The Release Party
THE party went really well, I thought. Although I was pretty tired from a day (a whole week, in truth) of working on our new house, I was able to keep up with the Facebook traffic, and I had great fun to the point where my half-hour question/answer/contest session was over before I knew it. The other authors did a fine job, and the joint was jumping for the almost four hours I was online. (I had to bail out a little early, unfortunately, but going back over the Facebook page it looks like things stayed lively.)
Now, I would be remiss to write this without the shameless plug for the book. It’s available for Kindle, Nook, and in paperback (and keep an eye open for other formats such as Kobo).
A Question That Intrigued Me
ONE question that came up during the party: What I want to know is how do you write such intriguing female characters?
My answer to that is, I really just don’t know. It’s not something I give conscious thought to as I’m writing—I just write the characters’ actions and dialogue in a way that’s right for that person, in line with how I see them in my mind. But the question bugged me all day yesterday, and I got to thinking about it while I was working on the house. I think I might have an answer.
I’ve never thought of women as being “like men, only less.” For me, women are “like men, but a bit different in some ways.” I think it’s daft not to acknowledge that men are, on average, physically stronger than women. And I don’t think it should be a surprise to anyone if I suggest that women think about things in a different way. Not a wrong way, or an inferior way—just different. I suspect that’s a biological difference.
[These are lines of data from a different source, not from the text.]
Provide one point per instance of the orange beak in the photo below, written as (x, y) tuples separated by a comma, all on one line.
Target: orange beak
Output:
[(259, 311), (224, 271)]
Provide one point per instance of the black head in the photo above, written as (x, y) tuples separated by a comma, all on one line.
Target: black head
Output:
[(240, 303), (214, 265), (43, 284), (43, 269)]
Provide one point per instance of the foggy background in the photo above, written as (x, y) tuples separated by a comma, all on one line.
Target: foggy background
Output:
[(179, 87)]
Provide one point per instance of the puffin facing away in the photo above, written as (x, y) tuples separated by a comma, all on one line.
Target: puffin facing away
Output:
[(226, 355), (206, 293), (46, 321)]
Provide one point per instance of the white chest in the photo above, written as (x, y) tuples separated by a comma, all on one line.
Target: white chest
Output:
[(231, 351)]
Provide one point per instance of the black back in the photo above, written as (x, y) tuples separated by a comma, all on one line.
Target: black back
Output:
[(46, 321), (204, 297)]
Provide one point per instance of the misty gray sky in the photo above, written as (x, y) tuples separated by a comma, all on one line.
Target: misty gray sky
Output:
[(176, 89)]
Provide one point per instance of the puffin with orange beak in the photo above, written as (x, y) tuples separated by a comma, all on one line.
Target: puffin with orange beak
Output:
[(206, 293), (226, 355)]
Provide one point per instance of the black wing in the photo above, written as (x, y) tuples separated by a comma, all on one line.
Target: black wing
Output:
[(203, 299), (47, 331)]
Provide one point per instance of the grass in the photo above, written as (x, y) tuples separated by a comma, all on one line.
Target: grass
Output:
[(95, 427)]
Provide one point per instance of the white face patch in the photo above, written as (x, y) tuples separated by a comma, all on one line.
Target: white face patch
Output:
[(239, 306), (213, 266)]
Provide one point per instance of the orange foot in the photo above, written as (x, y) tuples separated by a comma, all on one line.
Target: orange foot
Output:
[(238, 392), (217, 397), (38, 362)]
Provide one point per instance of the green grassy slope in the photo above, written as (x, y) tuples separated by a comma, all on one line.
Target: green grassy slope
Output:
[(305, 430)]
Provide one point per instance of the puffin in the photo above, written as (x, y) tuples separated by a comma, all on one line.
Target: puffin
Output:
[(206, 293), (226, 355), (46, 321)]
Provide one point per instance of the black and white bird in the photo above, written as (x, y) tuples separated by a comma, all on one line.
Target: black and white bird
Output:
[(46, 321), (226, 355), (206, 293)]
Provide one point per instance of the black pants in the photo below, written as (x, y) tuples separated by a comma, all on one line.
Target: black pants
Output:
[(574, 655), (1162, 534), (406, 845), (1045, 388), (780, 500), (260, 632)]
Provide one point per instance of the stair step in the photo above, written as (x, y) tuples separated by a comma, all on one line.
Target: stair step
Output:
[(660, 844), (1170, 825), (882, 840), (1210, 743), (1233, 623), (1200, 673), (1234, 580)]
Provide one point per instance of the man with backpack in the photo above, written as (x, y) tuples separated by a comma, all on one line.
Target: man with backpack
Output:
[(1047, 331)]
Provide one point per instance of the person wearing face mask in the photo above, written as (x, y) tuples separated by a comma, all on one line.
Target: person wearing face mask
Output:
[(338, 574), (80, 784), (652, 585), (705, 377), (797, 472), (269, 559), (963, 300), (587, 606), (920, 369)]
And women—on average—tend to be more expressive when it comes to emotions. In my view, men can be just as emotional, but we tend to keep things inside more, the result being that women might seem weak in that regard, in the same way that men who wear their hearts on their sleeves often seem weak to the macho men. I tend to think this is more from cultural pressures than biological imperatives.
The point is, I don’t think of women as property, or skivvies, or as some kind of appendage dependent on men. Psychologically, mentally, women are in general at least as strong as men. They can be just as determined, just as assertive, and more. And that, I think, comes across when I write the words and actions and thoughts of my female characters.
Is that the answer? I don’t know for certain, but I do know I’ll continue to write my characters—male and female—in the same way, because honestly I don’t know any other way to write them. I’d have a hard time writing female characters that had no substance to them, mere shadows cast by the light of men, dependent and submissive. Some of my readers might be old enough to remember a certain series of science-fiction/fantasy books that began in the sixties and is still, unfortunately, going strong; books that objectify women and portray them as enjoying or even needing to be treated that way. I made the mistake of reading one once. I’m not about to mention it by name because while I’m not in favour of censorship, I think misogynistic tripe like that should be marginalised and forgotten in this, the twenty-first century. I can’t imagine myself writing anything like that.
The House Move
THINGS are coming on, if slowly. We can’t begin moving our stuff in until the floors are done (we’re having the carpet in the living room replaced with hardwood, and getting new carpet in a couple of the other rooms because what’s there is pretty old). In the meantime I took most of last week off so that I could do some other work—painting the garage and porch, fixing door handles and locks, cleaning the carpet in the basement rooms, and a bunch of other little things. I have shelves to put up in the basement, and I’ll be doing some of that this evening (and mowing the grass again). Once that’s done we can begin moving some things in; stuff we don’t use often, that’s currently in the basement in the old place. Then, at last, it’ll begin to feel as if we’re making some real progress.